Дядя Лева подошел к Налику. Они обнялись. Наиль обожал его с самого детства, завидовал Адику, что у него такой отец: сильный, ровный, весомый и за сына горой.
— Давай сядем, Налик.
Они уселись за длинный обеденный стол, который при необходимости запросто вмещал полсотни едоков.
— Я прожил нелегкую жизнь, Налик… — начал дядя Лева. — Ты знаешь, сколько я вынес? Моего отца зарезали на моих глазах, когда мне было восемь лет, маму потерял в одиннадцать. В шестнадцать уже мотал срок…

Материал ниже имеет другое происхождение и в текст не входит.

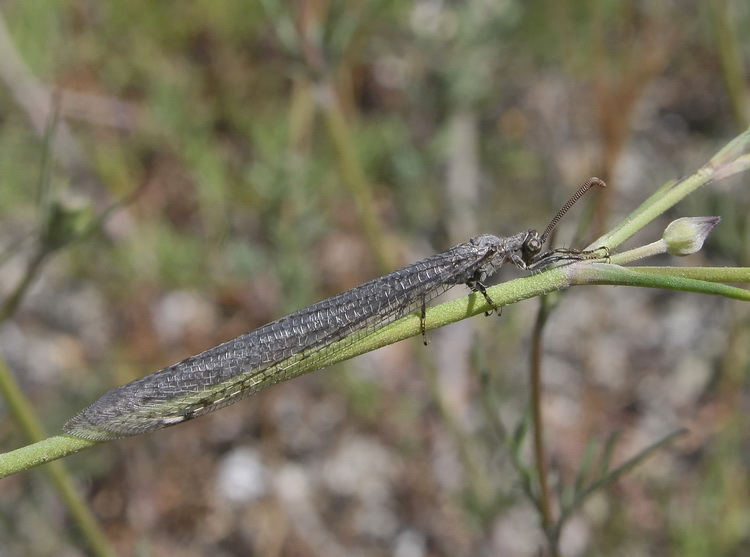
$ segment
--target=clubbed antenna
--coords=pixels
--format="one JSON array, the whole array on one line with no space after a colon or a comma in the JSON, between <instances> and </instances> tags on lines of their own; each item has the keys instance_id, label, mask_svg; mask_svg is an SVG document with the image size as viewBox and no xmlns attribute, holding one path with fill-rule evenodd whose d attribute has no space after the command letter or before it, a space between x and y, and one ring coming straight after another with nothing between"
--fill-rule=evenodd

— Да, дядя Лева, ты большой человек. Я только тебя и уважаю как мужчину, — кивал Налик.
— Достойных немного, а сильных еще меньше. Знаешь, почему я не сломался, сынок?
— Почему, дядь Лев?
— Я всегда верил, что мужчина может вытерпеть все в этой жизни. Все! Пытки, лишения, предательство друзей, смерть близких и любимых… Мужчина, Налик, и становится мужчиной лишь после перенесенных бед и лишений, которые, как нож, режут изнутри… рвут на части душу, а он так же стоек и красив… Все мужское сердце стерпит, а стерпев, укрепит и дух. Потому нам и дана жизнь, Налик, чтобы дух наш крепчал, но не от прохлад и уюта — от этого он только становится как кисель, — а от мужества в схватке с горем и, неся потери… — дядя Лева глубоко вдохнул и выдохнул. Налик молчал в пол. — Настал и твой черед, сынок, выпить свою чашу боли…
Наиль вздрогнул. Дядя Лева двумя руками взял его ладонь и мягко сжал ее.
— Что случилось? — дрогнув, спросил Налик.
Дядя Лева еще раз вдохнул и посмотрел Наилю в глаза.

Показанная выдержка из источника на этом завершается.